The player to the left goes first and must decide whether to “stand” (not ask for another card) or “hit” (ask for another card in an attempt to get closer to a count of 21, or even hit 21 exactly). Thus, a player may stand on the two cards originally dealt to them, or they may ask the dealer for additional cards, one at a time, until deciding to stand on the total (if it is 21 or under), or goes “bust” (if it is over 21).
In the latter case, the player loses and the dealer collects the bet wagered. The dealer then turns to the next player to their left and serves them in the same manner.
The combination of an ace with a card other than a ten-card is known as a “soft hand,” because the player can count the ace as a 1 or 11, and either draw cards or not. For example with a “soft 17” (an ace and a 6), the total is 7 or 17.
While a count of 17 is a good hand, the player may wish to draw for a higher total. If the draw creates a bust hand by counting the ace as an 11, the player simply counts the ace as a 1 and continues playing by standing or “hitting” (asking the dealer for additional cards, one at a time).
The Dealers’ Play
When the dealer has served every player, the dealer’s face-down card is turned up. If the total is 17 or more, it must stand. If the total is 16 or under, they must take a card. The dealer must continue to take cards until the total is 17 or more, at which point the dealer must stand. If the dealer has an ace, and counting it as 11 would bring the total to 17 or more (but not over 21), the dealer must count the ace as 11 and stand. The dealer’s decisions, then, are automatic on all plays, whereas the player always has the option of taking one or more cards.
When a player’s turn comes, they can say “Hit” or can signal for a card by scratching the table with a finger or two in a motion toward themselves, or they can wave their hand in the same motion that would say to someone “Come here!” When the player decides to stand, they can say “Stand” or “No more,” or can signal this intention by moving their hand sideways, palm down and just above the table.
If a player’s first two cards are of the same denomination, such as two jacks or two sixes, they may choose to treat them as two separate hands when their turn comes around. The amount of the original bet then goes on one of the cards, and an equal amount must be placed as a bet on the other card.
The player first plays the hand to their left by standing or hitting one or more times; only then is the hand to the right played. The two hands are thus treated separately, and the dealer settles with each on its own merits.
With a pair of aces, the player is given one card for each ace and may not draw again. Also, if a ten-card is dealt to one of these aces, the payoff is equal to the bet (not one and one-half to one, as with a live casino games like blackjack at any other time).
Another option open to the player is doubling their bet when the original two cards dealt total 9, 10, or 11. When the player’s turn comes, they place a bet equal to the original bet, and the dealer gives the player just one card, which is placed face down and is not turned up until the bets are settled at the end of the hand. With two fives, the player may split a pair, double down, or just play the hand in the regular way.
Note that the dealer does not have the option of splitting or doubling down.
When the dealer’s face-up card is an ace, any of the players may make a side bet of up to half the original bet that the dealer’s face-down card is a ten-card, and thus a blackjack for the house. Once all such side bets are placed, the dealer looks at the hole card. If it is a ten-card, it is turned up, and those players who have made the insurance bet win and are paid double the amount of their half-bet – a 2 to 1 payoff.

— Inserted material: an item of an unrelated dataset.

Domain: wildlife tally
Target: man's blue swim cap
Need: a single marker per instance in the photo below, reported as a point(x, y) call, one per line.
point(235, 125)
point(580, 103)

When a blackjack occurs for the dealer, of course, the hand is over, and the players’ main bets are collected – unless a player also has live casino games like blackjack, in which case it is a stand-off. Insurance is invariably not a good proposition for the player, unless they are quite sure that there are an unusually high number of ten-cards still left undealt.
A bet once paid and collected is never returned. Thus, one key advantage to the dealer is that the player goes first. If the player goes bust, they have already lost their wager, even if the dealer goes bust as well.
If the dealer goes over 21, the dealer pays each player who has stood the amount of that player’s bet. If the dealer stands at 21 or less, the dealer pays the bet of any player having a higher total (not exceeding 21) and collects the bet of any player having a lower total. If there is a stand-off (a player having the same total as the dealer), no chips are paid out or collected.
When each player’s bet is settled, the dealer gathers in that player’s cards and places them face up at the side against a clear plastic L-shaped shield. The dealer continues to deal from the shoe until coming to the plastic insert card, which indicates that it is time to reshuffle. Once that round of play is over, the dealer shuffles all the cards, prepares them for the cut, places the cards in the shoe, and the game continues.